Esta era una de las primeras preguntas que un misionero le hacía a su esposa cuando lo visitaba en la prisión. Lo habían acusado falsamente y estuvo preso dos años por su fe. A menudo, corría peligro por las condiciones de la cárcel, y creyentes en todo el mundo oraban fervientemente por él. Quería estar seguro de que lo siguieran haciendo, porque estaba convencido de que Dios usaba esas oraciones de manera poderosa.

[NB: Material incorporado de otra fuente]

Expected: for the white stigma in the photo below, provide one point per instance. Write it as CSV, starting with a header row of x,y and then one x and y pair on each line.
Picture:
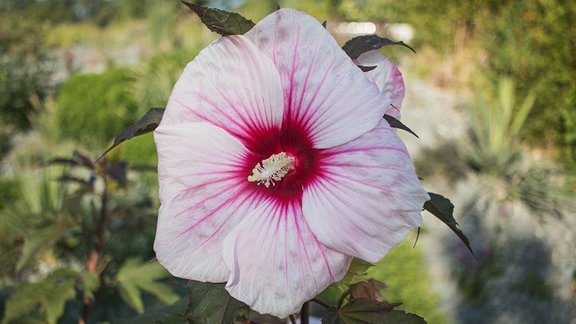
x,y
272,169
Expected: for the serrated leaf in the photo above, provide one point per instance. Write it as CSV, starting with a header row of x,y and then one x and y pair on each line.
x,y
210,303
171,314
36,242
443,209
48,295
395,123
136,276
356,271
362,311
161,291
144,125
130,294
367,289
221,21
361,44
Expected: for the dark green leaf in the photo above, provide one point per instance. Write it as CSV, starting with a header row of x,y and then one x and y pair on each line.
x,y
48,296
398,124
367,289
442,208
361,44
362,311
356,271
136,276
37,242
220,21
330,316
144,125
170,314
210,303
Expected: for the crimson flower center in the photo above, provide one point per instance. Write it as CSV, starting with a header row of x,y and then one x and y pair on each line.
x,y
272,169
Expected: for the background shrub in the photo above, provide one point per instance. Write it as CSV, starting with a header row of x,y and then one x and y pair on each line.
x,y
94,108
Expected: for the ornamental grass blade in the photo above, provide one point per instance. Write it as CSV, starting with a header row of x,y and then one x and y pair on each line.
x,y
442,208
144,125
221,21
211,303
361,44
398,124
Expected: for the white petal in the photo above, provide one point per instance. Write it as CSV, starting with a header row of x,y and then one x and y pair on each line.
x,y
230,84
277,264
367,197
387,77
202,195
325,92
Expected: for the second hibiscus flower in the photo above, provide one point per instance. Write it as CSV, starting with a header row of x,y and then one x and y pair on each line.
x,y
276,167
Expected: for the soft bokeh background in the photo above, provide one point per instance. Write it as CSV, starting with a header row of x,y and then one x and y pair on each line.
x,y
491,93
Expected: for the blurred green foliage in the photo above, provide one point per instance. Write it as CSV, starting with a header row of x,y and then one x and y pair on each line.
x,y
408,281
527,41
94,108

Nuestras oraciones por los demás —en especial, por los perseguidos por su fe— son un regalo vital. Pablo lo dejó claro cuando les escribió a los creyentes corintios sobre las dificultades en su viaje misionero: «fuimos abrumados sobremanera […], de tal modo que aun perdimos la esperanza de conservar la vida» (2 Corintios 1:8). Pero luego dijo que Dios los había librado, y describió la herramienta que había usado para hacerlo: «en quien esperamos que aún nos librará, de tan gran muerte; cooperando también vosotros a favor nuestro con la oración» (vv. 10-11, énfasis añadido).
Por nuestras oraciones, Dios beneficia enormemente a sus hijos. Una de las mejores formas de amar a los demás es orando por ellos, para que Dios los ayude. Orar por otros es amarlos en el poder del Señor. Y no hay nadie que ame mejor que Él.